Make sure that whatever you get can act as a master unit and as a slave unit in a multi-flash setup.
Get one that has a good menu system or preferably suitable direct control buttons for changing modes, etc., that might otherwise require you to rummage through your camera menu system.
Get an off-camera flash cord so that you can have your flash a bit farther away from the camera to reduce that flat look that direct flash often produces, but make sure it isn't too short to use comfortably. You might want a flip bracket of some sort too.
The more flexibility you have with one flash unit the longer you can avoid getting a second one and an assistant.
The SB-700 and later let you swivel the head left and right up to 180 degrees. This is far nicer in practice than one which goes 90 degrees one way and 270 degrees the other way. Every time you change your camera orientation you will need to re-aim your bounce flash or reposition your flash for correct shadow location, and an appropriate bracket can help with that.

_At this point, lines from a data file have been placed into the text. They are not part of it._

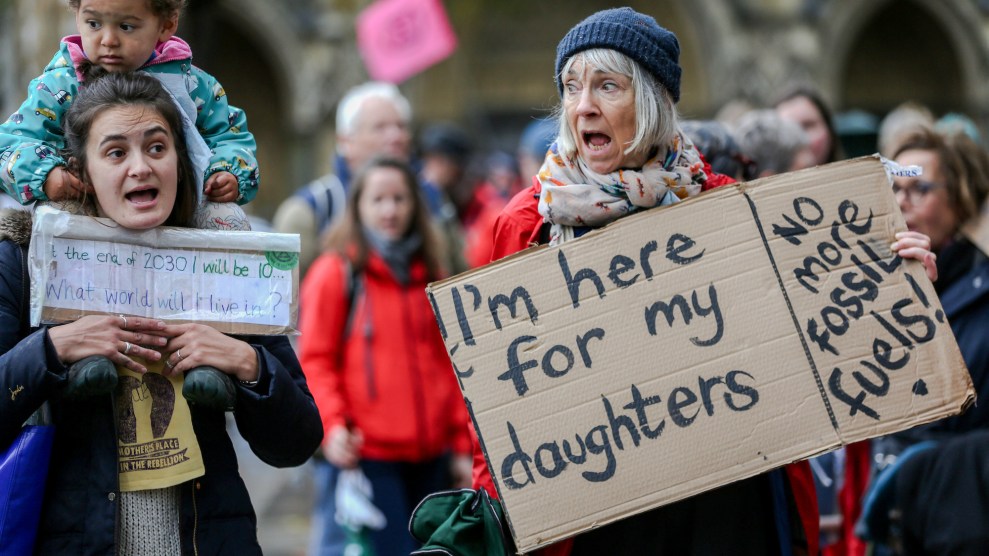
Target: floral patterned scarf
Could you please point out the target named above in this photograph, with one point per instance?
(573, 195)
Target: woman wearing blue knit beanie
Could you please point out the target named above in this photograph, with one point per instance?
(620, 150)
(618, 76)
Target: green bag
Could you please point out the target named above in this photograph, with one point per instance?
(463, 522)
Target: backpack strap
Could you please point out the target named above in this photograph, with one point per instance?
(25, 294)
(354, 281)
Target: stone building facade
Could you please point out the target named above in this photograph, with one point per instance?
(287, 62)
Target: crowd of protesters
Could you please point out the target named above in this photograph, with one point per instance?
(405, 207)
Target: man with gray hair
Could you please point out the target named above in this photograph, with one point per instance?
(773, 144)
(372, 119)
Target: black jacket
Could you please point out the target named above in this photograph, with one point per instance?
(277, 417)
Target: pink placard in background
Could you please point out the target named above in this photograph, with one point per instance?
(400, 38)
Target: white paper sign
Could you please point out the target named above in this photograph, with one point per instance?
(238, 282)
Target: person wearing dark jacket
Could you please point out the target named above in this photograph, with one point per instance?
(124, 138)
(621, 150)
(942, 496)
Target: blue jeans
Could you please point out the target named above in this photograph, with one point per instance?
(398, 487)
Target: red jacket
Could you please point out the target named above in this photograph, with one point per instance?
(390, 377)
(517, 228)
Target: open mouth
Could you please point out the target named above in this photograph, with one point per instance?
(142, 196)
(596, 141)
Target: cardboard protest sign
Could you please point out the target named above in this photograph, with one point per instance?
(690, 346)
(237, 282)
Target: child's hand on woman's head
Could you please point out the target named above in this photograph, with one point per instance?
(221, 187)
(116, 337)
(917, 246)
(61, 185)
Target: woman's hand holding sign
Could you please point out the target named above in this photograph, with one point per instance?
(118, 338)
(197, 345)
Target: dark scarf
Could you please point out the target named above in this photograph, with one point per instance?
(397, 254)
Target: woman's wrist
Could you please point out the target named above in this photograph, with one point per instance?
(250, 371)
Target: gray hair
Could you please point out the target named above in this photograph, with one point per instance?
(350, 105)
(656, 118)
(769, 141)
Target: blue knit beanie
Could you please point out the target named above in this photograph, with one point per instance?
(635, 35)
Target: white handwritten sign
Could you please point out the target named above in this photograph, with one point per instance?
(238, 282)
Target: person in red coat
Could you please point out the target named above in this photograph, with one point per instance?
(620, 150)
(375, 360)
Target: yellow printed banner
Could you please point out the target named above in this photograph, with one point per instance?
(156, 444)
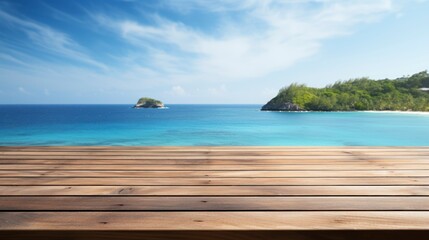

Make sure that the overheat protection doesn't leave you stuck with no flash for an extended period. Newer models will gradually slow down the shooting rate before they stop completely whereas the older ones had no thermal protection at all or else ran at full rate and then suddenly stopped dead for 10 or 15 minutes while they cooled down.
A good flash is like a good tripod in that it shows how poor a poor one can really be, and a good one will probably outlast your cameras.
Be prepared to spend a while becoming familiar with the system. Flash seems to have a mind of its own when not used manually, especially with auto-ISO on the camera. Different shooting / metering modes can give very different and perhaps unexpected behaviour, although there's bound to be logic in there somewhere.